Si l’UE peut continuer à étendre ses propres efforts de Global Gateway, alors que l’économie chinoise continue d’avoir du plomb dans les ailes, il est possible que d’autres participants à la BRI suivront l’exemple de l’Italie et envisageront de se retirer du “projet phare“ lancé par Xi Jinping en grande pompe, il y a une décennie.

- Sortie “très délicate“

Cependant, les analystes politiques notent qu’il sera difficile pour l’Italie de trouver une manière “douce“ de revenir sur l’accord, sans nuire irrévocablement aux relations avec la Chine.

“Beaucoup d’enjeux dépendent de la gestion du problème“, a déclaré Sisci.

"C'est très délicat : l'Italie a commis de graves erreurs et la future direction aura besoin de compétences encore plus grandes et meilleures".

Le sinologue italien a souligné que, étant donné que l'Amérique lançait également sa propre initiative, d'autres pays pourraient également avoir leurs propres projets.

“Alors la Chine pourrait penser qu’en raison des nombreuses initiatives qui copient son projet, l’idée de la BRI était bonne. Ou plutôt, en raison des difficultés rencontrées pour convaincre d’autres pays importants d’y adhérer, il se peut qu’il se rende compte qu’il existe des problèmes dans sa mise en exécution“, a-t-il conclu.

D’autres ont observé que Meloni sait bien à quel point ce retrait est crucial pour les États-Unis et combien il est important pour l’Italie d’être pleinement cohérente avec sa position euro-atlantique.
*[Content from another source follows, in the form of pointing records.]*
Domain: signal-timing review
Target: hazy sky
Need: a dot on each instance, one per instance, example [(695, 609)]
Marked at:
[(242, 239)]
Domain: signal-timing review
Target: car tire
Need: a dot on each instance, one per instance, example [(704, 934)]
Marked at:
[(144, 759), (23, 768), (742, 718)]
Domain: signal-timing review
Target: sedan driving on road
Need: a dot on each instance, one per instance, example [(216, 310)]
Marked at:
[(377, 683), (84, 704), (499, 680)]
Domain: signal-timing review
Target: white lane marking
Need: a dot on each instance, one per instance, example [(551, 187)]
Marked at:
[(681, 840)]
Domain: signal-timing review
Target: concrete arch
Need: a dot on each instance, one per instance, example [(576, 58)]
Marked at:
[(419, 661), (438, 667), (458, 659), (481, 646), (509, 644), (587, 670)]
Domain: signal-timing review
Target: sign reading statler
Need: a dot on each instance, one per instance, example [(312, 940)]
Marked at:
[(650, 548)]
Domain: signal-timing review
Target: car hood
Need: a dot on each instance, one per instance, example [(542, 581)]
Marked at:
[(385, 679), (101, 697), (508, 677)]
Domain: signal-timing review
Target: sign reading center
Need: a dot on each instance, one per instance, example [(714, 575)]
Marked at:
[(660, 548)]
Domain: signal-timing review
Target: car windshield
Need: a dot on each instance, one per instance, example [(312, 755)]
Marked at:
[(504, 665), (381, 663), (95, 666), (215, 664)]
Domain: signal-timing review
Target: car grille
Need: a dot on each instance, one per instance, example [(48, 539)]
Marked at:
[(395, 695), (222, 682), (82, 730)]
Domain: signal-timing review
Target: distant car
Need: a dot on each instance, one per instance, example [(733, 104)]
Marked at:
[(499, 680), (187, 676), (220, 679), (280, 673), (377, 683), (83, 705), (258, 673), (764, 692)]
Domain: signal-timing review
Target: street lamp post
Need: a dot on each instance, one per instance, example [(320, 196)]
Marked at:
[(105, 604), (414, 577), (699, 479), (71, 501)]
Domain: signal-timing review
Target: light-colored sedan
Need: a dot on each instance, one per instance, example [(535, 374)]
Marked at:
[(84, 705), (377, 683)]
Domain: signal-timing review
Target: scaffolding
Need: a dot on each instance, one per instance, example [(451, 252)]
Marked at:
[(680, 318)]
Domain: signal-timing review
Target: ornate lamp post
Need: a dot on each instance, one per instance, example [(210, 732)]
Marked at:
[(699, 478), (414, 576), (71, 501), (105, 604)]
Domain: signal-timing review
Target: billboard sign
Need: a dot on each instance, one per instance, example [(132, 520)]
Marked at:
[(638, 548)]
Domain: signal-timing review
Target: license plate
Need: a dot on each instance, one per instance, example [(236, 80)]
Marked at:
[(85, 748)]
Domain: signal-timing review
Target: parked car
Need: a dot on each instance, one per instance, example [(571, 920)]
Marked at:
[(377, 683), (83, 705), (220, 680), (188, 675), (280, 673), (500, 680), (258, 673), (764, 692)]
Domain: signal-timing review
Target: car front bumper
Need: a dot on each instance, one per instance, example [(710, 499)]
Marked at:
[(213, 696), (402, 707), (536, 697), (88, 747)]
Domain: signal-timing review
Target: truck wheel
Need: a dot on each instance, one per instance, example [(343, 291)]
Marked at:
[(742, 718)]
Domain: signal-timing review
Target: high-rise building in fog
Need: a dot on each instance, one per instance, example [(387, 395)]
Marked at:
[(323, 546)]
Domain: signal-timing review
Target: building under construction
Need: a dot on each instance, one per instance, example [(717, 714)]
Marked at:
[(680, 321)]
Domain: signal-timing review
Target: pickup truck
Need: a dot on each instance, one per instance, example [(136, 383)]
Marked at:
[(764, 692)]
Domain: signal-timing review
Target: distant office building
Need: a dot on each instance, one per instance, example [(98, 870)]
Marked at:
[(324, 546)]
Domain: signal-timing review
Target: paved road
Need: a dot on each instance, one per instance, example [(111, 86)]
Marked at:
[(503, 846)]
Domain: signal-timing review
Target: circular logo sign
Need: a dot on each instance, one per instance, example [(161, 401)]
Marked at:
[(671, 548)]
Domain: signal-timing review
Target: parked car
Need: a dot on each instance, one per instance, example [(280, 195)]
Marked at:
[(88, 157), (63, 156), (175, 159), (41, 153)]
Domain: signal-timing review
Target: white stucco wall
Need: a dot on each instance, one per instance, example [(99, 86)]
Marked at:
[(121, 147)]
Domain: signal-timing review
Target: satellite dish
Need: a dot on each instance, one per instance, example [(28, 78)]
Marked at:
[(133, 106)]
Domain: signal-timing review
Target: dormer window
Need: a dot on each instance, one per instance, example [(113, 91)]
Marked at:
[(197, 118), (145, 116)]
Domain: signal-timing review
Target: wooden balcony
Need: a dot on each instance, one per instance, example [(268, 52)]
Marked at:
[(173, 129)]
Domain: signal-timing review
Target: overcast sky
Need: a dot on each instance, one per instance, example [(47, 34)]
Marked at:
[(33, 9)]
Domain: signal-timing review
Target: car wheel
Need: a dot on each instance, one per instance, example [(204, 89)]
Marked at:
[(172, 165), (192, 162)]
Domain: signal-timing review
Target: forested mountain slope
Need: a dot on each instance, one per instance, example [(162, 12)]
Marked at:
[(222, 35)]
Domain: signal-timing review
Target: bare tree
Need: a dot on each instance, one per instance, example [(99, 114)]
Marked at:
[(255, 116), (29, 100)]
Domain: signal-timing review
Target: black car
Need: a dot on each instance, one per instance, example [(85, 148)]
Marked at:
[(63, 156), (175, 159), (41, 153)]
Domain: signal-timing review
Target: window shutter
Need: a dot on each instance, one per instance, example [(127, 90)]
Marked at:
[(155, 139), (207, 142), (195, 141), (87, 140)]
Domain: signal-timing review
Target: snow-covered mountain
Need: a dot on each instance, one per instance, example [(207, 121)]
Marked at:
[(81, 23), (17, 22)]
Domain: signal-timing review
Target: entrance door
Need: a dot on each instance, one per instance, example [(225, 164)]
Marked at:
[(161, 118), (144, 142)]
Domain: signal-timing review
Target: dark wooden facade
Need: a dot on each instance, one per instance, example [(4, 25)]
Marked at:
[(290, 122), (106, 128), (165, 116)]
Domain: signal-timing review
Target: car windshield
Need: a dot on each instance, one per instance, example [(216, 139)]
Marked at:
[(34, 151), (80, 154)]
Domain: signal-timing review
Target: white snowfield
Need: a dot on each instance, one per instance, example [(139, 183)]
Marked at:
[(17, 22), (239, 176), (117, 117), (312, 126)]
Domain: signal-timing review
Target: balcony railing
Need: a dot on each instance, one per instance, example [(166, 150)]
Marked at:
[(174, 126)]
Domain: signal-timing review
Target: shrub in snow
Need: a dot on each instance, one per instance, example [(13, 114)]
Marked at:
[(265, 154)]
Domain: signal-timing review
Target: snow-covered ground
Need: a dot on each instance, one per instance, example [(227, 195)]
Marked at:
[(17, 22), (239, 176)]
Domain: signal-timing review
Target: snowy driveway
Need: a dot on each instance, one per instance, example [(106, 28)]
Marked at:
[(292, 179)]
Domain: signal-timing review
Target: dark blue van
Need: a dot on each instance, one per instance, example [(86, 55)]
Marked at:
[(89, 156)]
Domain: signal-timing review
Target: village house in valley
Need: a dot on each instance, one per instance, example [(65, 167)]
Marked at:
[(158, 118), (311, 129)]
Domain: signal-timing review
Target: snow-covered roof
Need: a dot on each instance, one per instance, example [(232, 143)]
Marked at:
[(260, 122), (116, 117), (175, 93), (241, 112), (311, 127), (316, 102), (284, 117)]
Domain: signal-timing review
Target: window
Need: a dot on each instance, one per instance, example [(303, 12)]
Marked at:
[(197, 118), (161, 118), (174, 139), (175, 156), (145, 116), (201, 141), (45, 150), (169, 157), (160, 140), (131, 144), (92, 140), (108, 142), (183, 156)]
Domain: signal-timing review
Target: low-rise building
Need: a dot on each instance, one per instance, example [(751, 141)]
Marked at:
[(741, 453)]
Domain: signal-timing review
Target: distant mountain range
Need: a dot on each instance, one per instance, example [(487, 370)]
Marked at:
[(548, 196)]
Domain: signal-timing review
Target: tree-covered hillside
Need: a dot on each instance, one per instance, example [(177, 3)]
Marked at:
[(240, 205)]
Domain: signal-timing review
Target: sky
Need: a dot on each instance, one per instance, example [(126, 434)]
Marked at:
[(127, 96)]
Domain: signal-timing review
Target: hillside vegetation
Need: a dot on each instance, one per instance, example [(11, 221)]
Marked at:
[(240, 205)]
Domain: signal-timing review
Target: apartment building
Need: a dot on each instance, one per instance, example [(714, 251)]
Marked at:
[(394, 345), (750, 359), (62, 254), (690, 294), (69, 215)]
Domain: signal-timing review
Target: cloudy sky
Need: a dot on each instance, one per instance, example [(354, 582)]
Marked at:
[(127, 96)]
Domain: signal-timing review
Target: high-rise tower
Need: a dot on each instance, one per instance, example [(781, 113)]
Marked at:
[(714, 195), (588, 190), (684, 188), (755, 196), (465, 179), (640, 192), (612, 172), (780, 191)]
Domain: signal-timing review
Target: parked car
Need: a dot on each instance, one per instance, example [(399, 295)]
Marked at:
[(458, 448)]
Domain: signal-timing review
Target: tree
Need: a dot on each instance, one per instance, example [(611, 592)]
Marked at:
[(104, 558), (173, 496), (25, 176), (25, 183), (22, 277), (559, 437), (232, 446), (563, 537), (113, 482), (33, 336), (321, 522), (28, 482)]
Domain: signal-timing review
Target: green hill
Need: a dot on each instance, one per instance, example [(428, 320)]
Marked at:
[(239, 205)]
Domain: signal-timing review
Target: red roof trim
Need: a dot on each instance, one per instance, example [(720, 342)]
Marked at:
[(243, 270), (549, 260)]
“En revanche, Meloni hésite. En effet, la pression de ses partenaires de la coalition eurasienne s’est accrue, et une partie importante du monde des affaires italien l’a assiégée pour maintenir la BRI telle quelle, et éviter des représailles chinoises“, a déclaré Francesco Galietti, fondateur du groupe de réflexion, Policy Sonar.

“Meloni a décidé de gagner du temps, mais c'est un jeu dangereux. La vraie question est de savoir ce qu’elle devra offrir à la Chine en échange. Nous verrons de quel côté penchera la balance“, a conclu Galietti.